Pro-angiogenic and tumor promoting effects of EETs have been attributed to downstream cyclooxygenase (COX)-derived metabolites. Dual sEH/COX inhibitors or sEH inhibitors supplemented with an enhanced omega-3 fatty acid diet and a depleted omega-6 fatty acid diet have been shown to induce significant anti-angiogenic effects and blunt tumor growth.

===Inflammation===
In vitro and animal model studies indicate that the EETs possess anti-inflammatory activity that is directed toward reducing, resolving, and limiting the damage caused by inflammation. Most of these studies have focused on circulating leukocytes, blood vessel endothelium, and the occlusion of blood vessels due to pathological blood clotting. EETs a) inhibit vascular endothelial cells from expressing cell adhesion molecules such as VCAM-1, ICAM-1, and E-selectin thereby limiting circulating leukocytes from adhering to blood vessel endothelium and migrating across this endothelium into tissues; 2) inhibit the expression and activity of cyclooxygenase-2 in blood monocytes thereby reducing their production of pro-inflammatory metabolites of arachidonic acid such as prostaglandin E2; 3) inhibit platelet aggregation thereby reducing thrombus (i.e. blood clot) formation; 4) promote fibrinolysis thereby dissolving blood clots; and 5) inhibit vascular smooth muscle cell proliferation thereby reducing blood vessel hypertrophy and narrowing.

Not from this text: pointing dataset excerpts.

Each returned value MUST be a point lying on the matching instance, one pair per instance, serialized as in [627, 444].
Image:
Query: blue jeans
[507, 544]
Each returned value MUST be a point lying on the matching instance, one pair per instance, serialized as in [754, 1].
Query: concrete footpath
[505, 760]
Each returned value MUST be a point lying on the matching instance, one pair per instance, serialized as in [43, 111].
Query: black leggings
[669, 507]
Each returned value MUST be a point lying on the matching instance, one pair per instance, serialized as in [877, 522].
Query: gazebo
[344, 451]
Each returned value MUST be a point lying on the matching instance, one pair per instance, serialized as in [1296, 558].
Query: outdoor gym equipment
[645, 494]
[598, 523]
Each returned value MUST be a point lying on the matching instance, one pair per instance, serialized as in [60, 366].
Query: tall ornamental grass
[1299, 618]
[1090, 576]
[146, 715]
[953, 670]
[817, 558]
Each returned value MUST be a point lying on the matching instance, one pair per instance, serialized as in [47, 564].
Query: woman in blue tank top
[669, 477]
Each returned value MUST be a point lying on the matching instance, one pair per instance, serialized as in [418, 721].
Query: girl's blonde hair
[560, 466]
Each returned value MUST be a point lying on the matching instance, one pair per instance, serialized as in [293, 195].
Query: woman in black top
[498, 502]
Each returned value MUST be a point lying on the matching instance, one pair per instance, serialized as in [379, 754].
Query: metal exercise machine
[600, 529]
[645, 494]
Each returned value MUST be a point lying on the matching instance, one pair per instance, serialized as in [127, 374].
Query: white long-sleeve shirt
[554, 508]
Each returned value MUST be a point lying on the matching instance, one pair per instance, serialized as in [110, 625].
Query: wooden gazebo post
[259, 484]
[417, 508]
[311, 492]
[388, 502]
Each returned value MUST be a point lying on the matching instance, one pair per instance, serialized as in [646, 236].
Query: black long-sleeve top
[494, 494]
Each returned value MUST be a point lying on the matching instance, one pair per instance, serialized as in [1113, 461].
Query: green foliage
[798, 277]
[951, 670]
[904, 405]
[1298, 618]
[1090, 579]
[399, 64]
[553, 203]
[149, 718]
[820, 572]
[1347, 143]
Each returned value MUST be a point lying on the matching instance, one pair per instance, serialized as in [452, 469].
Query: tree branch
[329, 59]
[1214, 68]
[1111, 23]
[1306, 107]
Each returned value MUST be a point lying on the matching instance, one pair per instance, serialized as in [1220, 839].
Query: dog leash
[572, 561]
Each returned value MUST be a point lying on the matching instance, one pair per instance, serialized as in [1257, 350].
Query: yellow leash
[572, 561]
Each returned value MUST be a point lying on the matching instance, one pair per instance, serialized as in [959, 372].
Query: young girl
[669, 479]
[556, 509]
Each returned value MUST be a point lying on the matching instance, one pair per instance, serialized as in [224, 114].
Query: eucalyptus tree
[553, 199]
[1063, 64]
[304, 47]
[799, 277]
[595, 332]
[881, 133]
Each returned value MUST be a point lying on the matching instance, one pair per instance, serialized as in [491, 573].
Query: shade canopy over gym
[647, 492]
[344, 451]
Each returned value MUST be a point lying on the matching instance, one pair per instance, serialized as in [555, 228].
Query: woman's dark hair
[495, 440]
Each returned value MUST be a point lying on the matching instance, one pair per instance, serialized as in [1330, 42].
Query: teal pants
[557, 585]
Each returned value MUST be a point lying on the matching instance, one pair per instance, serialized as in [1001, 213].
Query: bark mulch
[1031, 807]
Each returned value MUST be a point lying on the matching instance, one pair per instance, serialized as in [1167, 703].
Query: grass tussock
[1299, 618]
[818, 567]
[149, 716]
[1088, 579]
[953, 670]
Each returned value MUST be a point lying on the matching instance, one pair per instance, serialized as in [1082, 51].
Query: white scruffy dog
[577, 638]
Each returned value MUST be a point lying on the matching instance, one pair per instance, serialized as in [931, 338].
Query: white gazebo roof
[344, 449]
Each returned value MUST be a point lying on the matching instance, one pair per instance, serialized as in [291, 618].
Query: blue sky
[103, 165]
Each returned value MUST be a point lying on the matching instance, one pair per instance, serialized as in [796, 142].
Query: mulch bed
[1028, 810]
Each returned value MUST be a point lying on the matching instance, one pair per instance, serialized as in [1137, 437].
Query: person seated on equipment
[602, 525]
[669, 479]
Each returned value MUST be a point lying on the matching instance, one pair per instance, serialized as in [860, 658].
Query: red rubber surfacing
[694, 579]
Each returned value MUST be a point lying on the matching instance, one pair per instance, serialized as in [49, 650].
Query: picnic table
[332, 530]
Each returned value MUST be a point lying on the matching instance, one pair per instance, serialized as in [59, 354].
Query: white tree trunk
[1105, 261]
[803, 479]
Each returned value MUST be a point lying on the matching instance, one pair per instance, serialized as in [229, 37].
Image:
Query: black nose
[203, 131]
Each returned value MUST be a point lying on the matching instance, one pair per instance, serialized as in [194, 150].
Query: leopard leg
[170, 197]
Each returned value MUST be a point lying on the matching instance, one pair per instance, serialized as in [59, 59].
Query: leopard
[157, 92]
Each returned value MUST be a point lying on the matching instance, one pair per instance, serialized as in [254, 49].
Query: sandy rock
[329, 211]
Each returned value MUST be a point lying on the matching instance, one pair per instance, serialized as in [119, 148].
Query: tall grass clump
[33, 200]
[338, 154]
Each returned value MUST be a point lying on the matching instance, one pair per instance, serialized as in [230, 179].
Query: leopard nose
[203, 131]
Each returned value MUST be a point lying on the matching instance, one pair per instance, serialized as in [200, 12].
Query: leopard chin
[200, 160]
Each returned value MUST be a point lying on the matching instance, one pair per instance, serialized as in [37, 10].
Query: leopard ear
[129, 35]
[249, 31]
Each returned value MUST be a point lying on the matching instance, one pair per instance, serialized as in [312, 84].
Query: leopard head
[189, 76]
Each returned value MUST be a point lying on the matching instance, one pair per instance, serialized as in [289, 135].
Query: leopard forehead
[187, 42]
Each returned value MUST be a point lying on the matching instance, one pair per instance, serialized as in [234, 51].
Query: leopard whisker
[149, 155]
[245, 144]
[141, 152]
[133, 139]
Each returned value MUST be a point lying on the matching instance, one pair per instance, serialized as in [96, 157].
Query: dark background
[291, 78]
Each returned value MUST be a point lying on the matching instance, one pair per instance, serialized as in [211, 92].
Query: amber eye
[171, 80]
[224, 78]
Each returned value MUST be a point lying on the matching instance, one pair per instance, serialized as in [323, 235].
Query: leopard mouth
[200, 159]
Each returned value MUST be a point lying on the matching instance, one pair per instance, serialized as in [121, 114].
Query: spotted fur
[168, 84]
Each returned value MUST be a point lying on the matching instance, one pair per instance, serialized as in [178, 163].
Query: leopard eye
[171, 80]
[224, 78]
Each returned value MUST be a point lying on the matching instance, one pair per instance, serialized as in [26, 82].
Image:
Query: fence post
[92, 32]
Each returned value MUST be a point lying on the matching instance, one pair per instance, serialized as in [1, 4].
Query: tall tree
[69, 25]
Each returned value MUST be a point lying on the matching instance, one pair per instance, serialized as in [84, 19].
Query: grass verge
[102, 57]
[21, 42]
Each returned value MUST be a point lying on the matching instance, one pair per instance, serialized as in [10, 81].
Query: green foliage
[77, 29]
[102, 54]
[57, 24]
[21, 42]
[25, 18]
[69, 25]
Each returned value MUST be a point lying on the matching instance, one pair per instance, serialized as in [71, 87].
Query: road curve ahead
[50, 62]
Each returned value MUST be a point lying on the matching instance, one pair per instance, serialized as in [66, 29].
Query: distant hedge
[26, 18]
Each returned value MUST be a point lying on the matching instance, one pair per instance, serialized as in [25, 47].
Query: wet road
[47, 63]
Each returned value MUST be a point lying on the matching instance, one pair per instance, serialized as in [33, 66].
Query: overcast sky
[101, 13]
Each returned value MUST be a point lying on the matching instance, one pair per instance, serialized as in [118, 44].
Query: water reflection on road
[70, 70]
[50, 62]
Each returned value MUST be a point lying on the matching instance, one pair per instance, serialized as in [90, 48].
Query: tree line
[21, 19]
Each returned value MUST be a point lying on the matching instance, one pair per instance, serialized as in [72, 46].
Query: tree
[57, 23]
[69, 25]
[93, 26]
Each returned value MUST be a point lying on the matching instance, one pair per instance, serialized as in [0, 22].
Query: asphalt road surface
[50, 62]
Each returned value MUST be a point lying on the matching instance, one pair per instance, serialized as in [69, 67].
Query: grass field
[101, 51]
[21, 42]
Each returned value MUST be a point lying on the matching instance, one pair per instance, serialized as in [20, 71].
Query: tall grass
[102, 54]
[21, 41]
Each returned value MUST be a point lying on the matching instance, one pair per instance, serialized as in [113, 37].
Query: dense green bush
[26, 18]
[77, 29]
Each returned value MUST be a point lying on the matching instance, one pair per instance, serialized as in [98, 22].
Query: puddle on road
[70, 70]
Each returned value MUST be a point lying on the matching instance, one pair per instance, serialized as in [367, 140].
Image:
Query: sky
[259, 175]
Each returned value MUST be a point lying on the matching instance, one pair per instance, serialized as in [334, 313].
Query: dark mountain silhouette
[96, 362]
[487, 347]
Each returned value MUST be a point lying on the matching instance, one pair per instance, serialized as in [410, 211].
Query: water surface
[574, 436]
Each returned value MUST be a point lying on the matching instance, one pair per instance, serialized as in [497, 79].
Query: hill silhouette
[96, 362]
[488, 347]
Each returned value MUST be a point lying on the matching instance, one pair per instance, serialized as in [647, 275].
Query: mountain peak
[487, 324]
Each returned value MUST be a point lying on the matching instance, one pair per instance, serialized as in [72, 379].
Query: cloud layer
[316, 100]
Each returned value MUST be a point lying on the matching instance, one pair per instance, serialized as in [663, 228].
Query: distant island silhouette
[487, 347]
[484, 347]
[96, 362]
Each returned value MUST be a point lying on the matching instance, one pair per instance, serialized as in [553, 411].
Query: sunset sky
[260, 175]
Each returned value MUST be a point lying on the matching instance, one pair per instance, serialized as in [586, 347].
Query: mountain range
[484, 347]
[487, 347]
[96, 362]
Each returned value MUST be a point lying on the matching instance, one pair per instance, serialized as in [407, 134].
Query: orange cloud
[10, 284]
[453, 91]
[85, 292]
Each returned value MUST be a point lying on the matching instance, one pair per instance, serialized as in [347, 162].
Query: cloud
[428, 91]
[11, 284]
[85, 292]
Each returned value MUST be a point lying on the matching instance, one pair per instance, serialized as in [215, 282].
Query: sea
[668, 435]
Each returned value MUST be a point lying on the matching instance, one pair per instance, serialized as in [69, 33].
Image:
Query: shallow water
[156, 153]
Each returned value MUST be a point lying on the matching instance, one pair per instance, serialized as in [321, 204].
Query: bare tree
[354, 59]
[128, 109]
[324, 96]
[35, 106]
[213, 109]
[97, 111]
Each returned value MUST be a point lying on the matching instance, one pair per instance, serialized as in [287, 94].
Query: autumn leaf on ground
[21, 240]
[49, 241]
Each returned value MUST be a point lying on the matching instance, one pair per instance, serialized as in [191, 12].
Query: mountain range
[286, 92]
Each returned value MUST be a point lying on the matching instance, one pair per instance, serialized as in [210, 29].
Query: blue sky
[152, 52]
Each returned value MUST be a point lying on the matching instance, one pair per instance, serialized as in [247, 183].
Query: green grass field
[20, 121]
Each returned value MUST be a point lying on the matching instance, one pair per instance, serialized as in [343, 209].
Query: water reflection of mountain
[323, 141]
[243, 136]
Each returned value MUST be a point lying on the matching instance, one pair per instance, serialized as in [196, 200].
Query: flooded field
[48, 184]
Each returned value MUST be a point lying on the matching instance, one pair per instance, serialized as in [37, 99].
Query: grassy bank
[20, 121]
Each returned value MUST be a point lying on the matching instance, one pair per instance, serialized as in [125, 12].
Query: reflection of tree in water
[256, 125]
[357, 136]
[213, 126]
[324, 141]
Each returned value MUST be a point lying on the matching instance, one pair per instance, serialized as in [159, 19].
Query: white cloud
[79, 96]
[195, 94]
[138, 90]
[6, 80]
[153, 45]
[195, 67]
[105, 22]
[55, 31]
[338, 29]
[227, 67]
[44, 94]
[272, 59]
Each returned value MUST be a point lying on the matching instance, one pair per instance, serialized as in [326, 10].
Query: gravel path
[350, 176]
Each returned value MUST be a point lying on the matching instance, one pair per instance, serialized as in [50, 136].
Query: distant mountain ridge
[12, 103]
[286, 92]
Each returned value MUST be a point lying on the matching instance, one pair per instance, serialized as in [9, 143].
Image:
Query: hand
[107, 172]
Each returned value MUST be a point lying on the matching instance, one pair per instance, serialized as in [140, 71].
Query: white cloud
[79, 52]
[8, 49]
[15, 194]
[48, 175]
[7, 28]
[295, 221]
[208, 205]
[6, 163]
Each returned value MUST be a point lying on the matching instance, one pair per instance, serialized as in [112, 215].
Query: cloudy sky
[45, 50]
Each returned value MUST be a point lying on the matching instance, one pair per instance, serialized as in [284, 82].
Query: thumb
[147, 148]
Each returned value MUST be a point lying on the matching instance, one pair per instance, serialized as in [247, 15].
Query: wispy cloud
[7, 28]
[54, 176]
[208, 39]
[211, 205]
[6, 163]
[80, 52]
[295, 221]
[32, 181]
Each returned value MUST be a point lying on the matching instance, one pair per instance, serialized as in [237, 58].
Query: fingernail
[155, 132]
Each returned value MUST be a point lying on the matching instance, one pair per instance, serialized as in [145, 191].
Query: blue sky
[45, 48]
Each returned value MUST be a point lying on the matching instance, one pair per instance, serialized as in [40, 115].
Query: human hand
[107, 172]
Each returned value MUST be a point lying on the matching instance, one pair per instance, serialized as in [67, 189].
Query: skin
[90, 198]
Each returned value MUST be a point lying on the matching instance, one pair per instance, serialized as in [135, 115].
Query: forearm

===Diabetes, non-alcoholic fatty liver disease, and kidney disease===
EETs, pharmacological inhibition of sEH, and/or inhibition of sEH expression enhance insulin actions on animal tissues in vitro and have protective effects in ameliorating insulin resistance as well as many of the neurological and kidney complications of diabetes in various animal models of diabetes; the studies suggest that the EETs have beneficial effects in type I diabetes as well as type II diabetes. Treatment of EET analog is beneficial for hepatic insulin signaling in mouse model of insulin resistance. These interventions also gave beneficial results in animal models of non-alcoholic fatty liver disease and certain types inflammation-related kidney diseases including chronic kidney disease, renal ischemia-reperfusion injury, and polycystic kidney disease. The protective role of EETs in these animal model diseases may reflect, at least in part, their anti-inflammatory actions.

===Pain===
EETs have been shown to have anti-hyperalgesic and pain-relieving activity in several animal models of pain including nociception resulting from tissue injury, inflammation, and peripheral neuropathy (see Neuropathic pain) including pain secondary to experimentally induced diabetes in mice. The epoxides of omega-3 fatty acids appear far stronger and more involved in the relief of pain than the EETs (see Epoxydocosapentaenoic acid).